The closest adjacent market signal is Microsoft AGT: it shows demand for agent governance, policy verdicts, framework adapters, runtime controls, and compliance evidence. Mandate's bet is lower in the stack. Policy verdicts are necessary, but the hard part is making every side effect pass through the same enforced subject boundary. That is the part Mandate should own.
pip install -e ".[dev]" # runtime dep is just PyYAML; [dev] adds pytest
mandate demo # run the six adversarial scenarios + audit dashboard
mandate demo --isolated # also run the kernel in a separate process (the real boundary)
mandate compile examples/research-assistant/agent.yaml \
examples/research-assistant/agent-compose.yaml \
--org-policy examples/research-assistant/org-policy.yaml
pytest # compiler · kernel · no-bypass · end-to-end demomandate demo walks the contract's §14 demo. Each step is a syscall crossing the kernel:
- read
acme/research→ allowed, charged, audited - write to a branch → draft-only; write to
main→ code-owner approval; nothing ships - semantic-scholar search → API key broker-injected server-side, never in the result
- under simulated injection, the code tool tries to
curlan unapproved host → blocked by egress - memory write with no provenance → rejected; low-trust long-term → held for review
- over budget → killed; every later syscall is refused
The whole run prints as an append-only, hash-chained audit table.
.
├── README.md · ROADMAP.md · pyproject.toml
├── docs/
│ └── mandate-kernel-contract-v0.2.md # the spec / contract
├── examples/
│ └── research-assistant/ # the P0 demo agent
│ ├── agent.yaml # AgentImage (author)
│ ├── agent-compose.yaml # AgentDeployment (installer)

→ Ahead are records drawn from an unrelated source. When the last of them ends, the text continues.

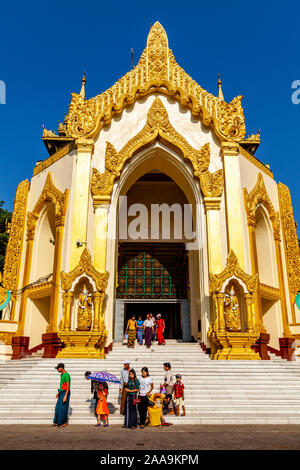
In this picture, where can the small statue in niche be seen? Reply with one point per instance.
(84, 312)
(232, 311)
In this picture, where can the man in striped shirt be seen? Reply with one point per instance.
(178, 390)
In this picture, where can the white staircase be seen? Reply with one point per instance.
(216, 392)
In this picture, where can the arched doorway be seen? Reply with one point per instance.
(267, 272)
(163, 169)
(40, 288)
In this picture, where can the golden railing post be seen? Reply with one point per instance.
(230, 152)
(52, 328)
(212, 209)
(68, 300)
(221, 317)
(97, 300)
(249, 316)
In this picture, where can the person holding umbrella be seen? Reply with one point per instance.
(95, 388)
(102, 410)
(101, 407)
(63, 398)
(124, 382)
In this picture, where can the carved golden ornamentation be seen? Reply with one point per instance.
(255, 161)
(157, 126)
(6, 337)
(53, 158)
(84, 266)
(156, 71)
(84, 311)
(47, 133)
(232, 268)
(15, 241)
(52, 194)
(291, 243)
(212, 184)
(232, 310)
(258, 195)
(269, 292)
(252, 139)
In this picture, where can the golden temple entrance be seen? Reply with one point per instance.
(152, 278)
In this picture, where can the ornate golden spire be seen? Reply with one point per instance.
(220, 88)
(157, 55)
(82, 91)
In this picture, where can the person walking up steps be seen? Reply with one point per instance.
(146, 387)
(178, 391)
(124, 381)
(63, 397)
(102, 408)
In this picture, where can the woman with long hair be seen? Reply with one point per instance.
(146, 387)
(131, 330)
(132, 390)
(160, 329)
(148, 329)
(140, 329)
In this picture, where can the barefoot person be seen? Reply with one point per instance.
(63, 398)
(124, 381)
(131, 330)
(132, 390)
(148, 328)
(146, 387)
(160, 329)
(102, 408)
(168, 385)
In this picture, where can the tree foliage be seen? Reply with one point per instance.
(5, 217)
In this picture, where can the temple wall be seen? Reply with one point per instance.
(125, 126)
(249, 175)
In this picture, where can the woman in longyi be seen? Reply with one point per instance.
(156, 417)
(102, 410)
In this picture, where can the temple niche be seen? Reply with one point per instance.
(154, 138)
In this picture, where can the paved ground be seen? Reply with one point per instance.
(192, 437)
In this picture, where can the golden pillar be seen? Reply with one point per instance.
(26, 281)
(81, 198)
(220, 300)
(285, 320)
(98, 320)
(68, 300)
(52, 328)
(233, 190)
(254, 270)
(249, 309)
(212, 209)
(101, 205)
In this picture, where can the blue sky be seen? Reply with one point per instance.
(46, 46)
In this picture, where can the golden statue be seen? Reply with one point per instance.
(84, 312)
(232, 311)
(3, 292)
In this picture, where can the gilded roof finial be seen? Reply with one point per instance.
(83, 81)
(220, 87)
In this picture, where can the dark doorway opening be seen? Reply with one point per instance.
(170, 312)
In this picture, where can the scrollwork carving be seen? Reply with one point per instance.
(84, 266)
(258, 195)
(232, 268)
(291, 243)
(157, 70)
(212, 184)
(157, 126)
(15, 241)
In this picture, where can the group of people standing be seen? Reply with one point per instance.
(147, 329)
(137, 396)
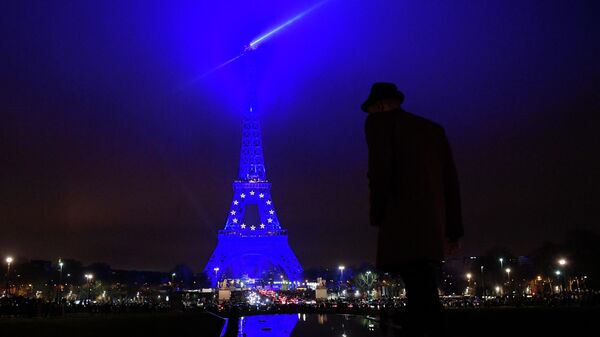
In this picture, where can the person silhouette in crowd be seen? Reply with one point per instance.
(414, 201)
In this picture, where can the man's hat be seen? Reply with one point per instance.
(380, 91)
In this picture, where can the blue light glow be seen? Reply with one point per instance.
(256, 42)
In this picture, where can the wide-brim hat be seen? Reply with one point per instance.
(381, 91)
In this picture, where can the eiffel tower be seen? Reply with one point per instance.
(253, 245)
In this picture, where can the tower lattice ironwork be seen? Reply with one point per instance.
(252, 244)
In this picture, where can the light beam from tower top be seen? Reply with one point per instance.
(256, 42)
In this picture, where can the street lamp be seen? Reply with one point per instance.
(469, 275)
(9, 260)
(89, 278)
(341, 268)
(216, 269)
(482, 283)
(60, 265)
(562, 263)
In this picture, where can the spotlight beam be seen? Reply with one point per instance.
(254, 44)
(259, 40)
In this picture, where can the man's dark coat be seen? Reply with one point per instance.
(413, 186)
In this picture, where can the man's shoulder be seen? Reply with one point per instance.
(420, 121)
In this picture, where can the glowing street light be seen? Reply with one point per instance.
(60, 266)
(216, 269)
(89, 278)
(9, 260)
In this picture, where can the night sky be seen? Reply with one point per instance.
(113, 149)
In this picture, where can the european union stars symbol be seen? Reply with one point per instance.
(265, 208)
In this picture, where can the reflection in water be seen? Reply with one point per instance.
(267, 325)
(302, 325)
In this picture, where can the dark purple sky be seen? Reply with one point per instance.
(112, 149)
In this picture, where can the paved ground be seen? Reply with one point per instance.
(104, 325)
(563, 322)
(546, 322)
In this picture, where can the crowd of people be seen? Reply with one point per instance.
(35, 307)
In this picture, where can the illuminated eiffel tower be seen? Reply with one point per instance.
(253, 244)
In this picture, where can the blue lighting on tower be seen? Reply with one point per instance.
(253, 245)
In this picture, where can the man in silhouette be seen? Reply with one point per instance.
(414, 199)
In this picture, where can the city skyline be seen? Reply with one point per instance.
(115, 150)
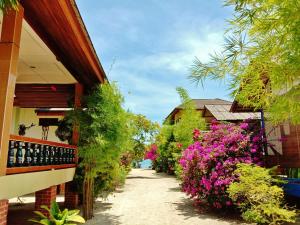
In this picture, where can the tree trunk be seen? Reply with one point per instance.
(88, 192)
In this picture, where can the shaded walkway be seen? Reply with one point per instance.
(152, 199)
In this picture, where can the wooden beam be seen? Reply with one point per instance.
(30, 169)
(44, 95)
(53, 21)
(9, 57)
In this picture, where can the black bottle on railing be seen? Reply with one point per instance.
(27, 157)
(34, 156)
(11, 154)
(51, 155)
(72, 155)
(19, 154)
(60, 155)
(56, 156)
(67, 156)
(41, 155)
(63, 156)
(46, 155)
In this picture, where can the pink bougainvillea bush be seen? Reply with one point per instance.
(152, 153)
(209, 163)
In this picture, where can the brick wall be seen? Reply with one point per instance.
(61, 189)
(45, 197)
(71, 197)
(3, 211)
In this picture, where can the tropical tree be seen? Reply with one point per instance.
(261, 57)
(103, 130)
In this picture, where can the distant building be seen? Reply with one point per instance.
(214, 109)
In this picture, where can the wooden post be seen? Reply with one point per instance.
(77, 104)
(72, 197)
(9, 56)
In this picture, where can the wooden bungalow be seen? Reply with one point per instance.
(47, 61)
(284, 144)
(214, 109)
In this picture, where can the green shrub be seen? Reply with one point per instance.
(260, 200)
(58, 217)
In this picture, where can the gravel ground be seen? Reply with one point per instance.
(149, 198)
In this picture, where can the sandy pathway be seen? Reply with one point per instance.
(154, 199)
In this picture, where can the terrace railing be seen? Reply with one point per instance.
(32, 155)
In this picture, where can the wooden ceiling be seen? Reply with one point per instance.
(44, 95)
(59, 25)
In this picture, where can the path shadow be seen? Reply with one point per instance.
(186, 208)
(101, 215)
(141, 177)
(19, 214)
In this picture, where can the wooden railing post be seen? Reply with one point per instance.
(9, 56)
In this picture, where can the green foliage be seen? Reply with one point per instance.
(261, 57)
(8, 4)
(173, 139)
(103, 129)
(190, 120)
(104, 136)
(58, 217)
(143, 132)
(258, 198)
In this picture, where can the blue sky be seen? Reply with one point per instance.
(147, 47)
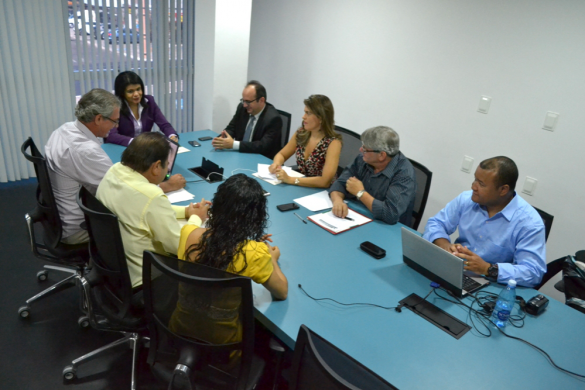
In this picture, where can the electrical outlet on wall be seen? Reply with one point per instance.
(467, 164)
(529, 185)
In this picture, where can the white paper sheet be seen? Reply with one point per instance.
(181, 195)
(336, 224)
(264, 174)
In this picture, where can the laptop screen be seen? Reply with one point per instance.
(172, 156)
(435, 263)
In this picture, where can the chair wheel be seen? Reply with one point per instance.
(83, 322)
(24, 312)
(42, 275)
(69, 373)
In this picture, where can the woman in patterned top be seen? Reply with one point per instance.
(315, 144)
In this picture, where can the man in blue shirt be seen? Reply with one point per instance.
(500, 234)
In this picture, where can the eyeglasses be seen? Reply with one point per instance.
(116, 123)
(248, 102)
(364, 150)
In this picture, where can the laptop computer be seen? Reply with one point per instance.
(172, 157)
(439, 265)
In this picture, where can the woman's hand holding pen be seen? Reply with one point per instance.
(200, 209)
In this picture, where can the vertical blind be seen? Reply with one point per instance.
(54, 51)
(34, 79)
(154, 38)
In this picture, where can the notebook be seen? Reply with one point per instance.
(172, 156)
(438, 265)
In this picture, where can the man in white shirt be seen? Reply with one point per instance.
(75, 158)
(147, 219)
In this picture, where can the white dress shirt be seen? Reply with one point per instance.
(75, 158)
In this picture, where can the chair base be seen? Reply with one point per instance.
(130, 338)
(70, 281)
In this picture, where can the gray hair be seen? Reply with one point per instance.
(382, 138)
(96, 102)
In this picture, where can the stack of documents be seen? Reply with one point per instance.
(181, 195)
(264, 174)
(336, 225)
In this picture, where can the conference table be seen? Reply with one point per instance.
(403, 348)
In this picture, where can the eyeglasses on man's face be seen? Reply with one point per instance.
(364, 150)
(248, 102)
(116, 123)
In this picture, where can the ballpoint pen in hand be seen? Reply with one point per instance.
(299, 217)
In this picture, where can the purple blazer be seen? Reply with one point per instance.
(150, 115)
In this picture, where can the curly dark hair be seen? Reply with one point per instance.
(237, 214)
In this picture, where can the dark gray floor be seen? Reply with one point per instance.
(34, 351)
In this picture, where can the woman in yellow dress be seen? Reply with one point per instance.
(233, 241)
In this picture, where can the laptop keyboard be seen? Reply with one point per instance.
(469, 284)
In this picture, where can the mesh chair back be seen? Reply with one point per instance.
(423, 186)
(46, 211)
(547, 219)
(200, 317)
(286, 119)
(114, 292)
(351, 146)
(319, 365)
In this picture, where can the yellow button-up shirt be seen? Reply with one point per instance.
(147, 219)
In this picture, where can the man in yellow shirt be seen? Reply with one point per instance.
(147, 219)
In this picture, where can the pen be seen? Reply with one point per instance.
(299, 217)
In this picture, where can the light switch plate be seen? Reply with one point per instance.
(550, 121)
(467, 164)
(484, 104)
(529, 185)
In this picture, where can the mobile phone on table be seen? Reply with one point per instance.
(287, 206)
(373, 250)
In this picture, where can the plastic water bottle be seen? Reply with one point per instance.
(504, 304)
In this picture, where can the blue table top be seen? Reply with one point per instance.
(403, 348)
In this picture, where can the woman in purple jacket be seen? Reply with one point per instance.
(138, 113)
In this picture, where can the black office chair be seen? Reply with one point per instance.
(423, 186)
(112, 305)
(285, 127)
(319, 365)
(72, 259)
(351, 147)
(185, 305)
(547, 219)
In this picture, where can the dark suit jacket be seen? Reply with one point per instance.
(267, 133)
(150, 115)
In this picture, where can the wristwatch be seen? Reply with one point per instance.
(493, 271)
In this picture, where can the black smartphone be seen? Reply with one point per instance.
(373, 250)
(287, 206)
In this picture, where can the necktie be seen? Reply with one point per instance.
(249, 128)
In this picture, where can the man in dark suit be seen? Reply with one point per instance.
(255, 128)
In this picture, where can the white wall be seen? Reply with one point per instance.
(232, 38)
(421, 67)
(204, 54)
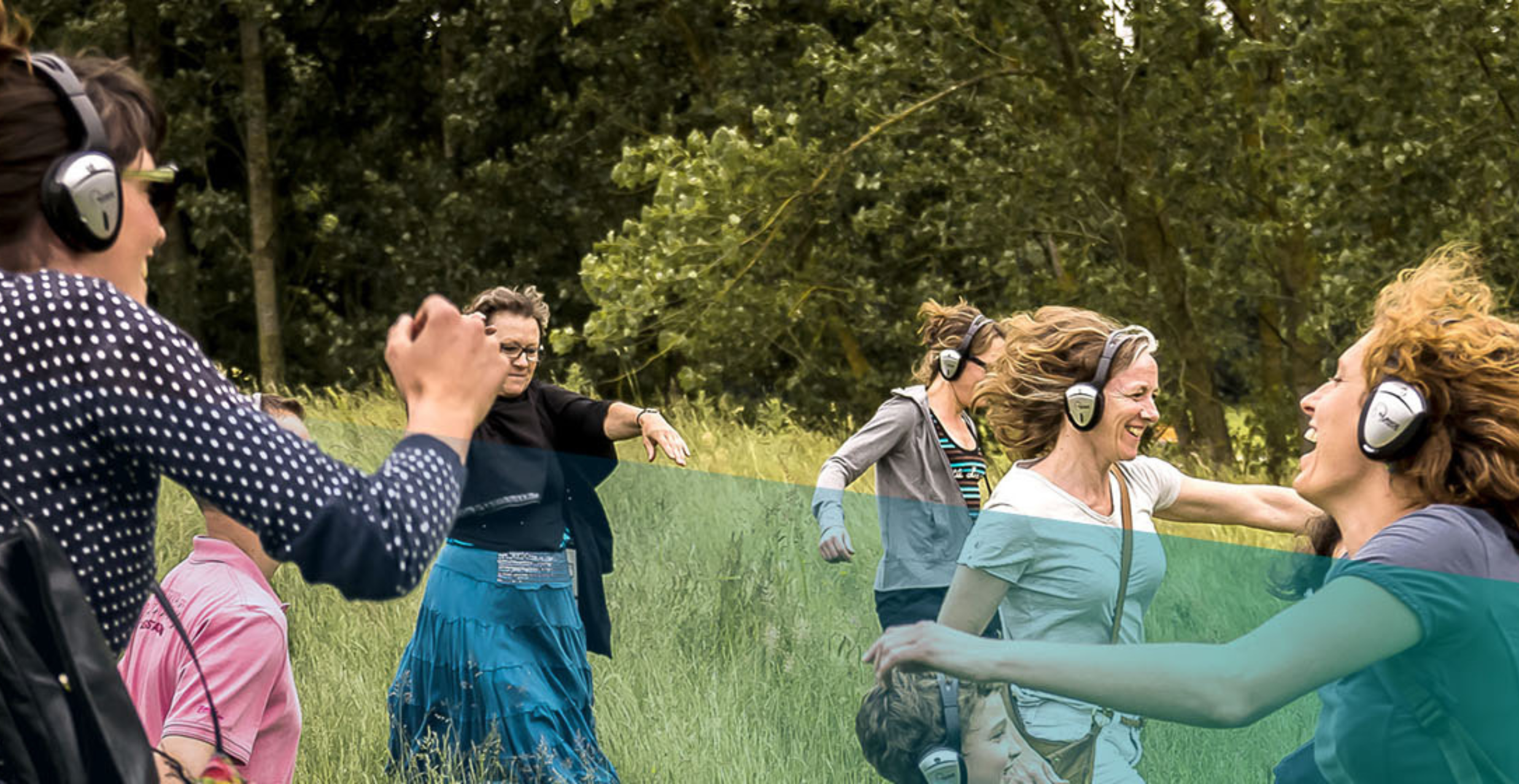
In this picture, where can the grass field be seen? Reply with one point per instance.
(737, 649)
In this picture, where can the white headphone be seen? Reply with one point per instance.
(942, 763)
(953, 361)
(1083, 402)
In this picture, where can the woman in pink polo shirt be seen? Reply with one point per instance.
(238, 625)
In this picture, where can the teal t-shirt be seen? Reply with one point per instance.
(1457, 571)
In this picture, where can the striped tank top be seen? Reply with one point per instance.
(968, 467)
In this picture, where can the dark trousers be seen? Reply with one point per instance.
(912, 605)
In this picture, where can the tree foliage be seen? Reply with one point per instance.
(752, 198)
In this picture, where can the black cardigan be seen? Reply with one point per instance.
(574, 429)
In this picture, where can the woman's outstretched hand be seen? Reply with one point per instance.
(835, 546)
(661, 435)
(446, 368)
(930, 646)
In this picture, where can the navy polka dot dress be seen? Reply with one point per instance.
(99, 397)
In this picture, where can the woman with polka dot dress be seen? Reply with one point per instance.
(101, 396)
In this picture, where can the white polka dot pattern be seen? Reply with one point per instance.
(99, 397)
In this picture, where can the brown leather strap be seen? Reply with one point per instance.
(1127, 552)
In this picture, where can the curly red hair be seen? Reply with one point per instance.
(1434, 327)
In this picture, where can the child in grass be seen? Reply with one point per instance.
(904, 721)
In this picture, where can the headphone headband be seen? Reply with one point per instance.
(951, 361)
(74, 99)
(82, 189)
(1115, 341)
(944, 763)
(1083, 400)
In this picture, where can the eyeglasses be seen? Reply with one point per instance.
(163, 184)
(512, 352)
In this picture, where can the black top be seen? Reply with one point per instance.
(101, 396)
(532, 473)
(514, 498)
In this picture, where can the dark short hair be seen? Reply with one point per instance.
(34, 133)
(901, 719)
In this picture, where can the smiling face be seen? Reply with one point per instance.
(986, 742)
(974, 371)
(1335, 466)
(516, 332)
(1129, 409)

│ ├── org-policy.yaml # OrgPolicy (org admin)
│ ├── prompts/researcher.md # persona (!= principal)
│ └── demo.py # thin runner for the six scenarios
├── src/mandate/
│ ├── model/ # capability algebra + manifest model
│ ├── compiler/ # manifests → effective capability bundle
│ ├── kernel/ # syscall gateway + enforcement subsystems
│ ├── sdk/ # agent-facing syscall client (the only way to act)
│ ├── demo.py · dashboard.py · cli.py # reference demo, audit view, `mandate` CLI
│ └── errors.py
└── tests/ # pytest suite incl. an explicit no-bypass test
Apache-2.0 (add via GitHub's license template, or gh repo create --license apache-2.0).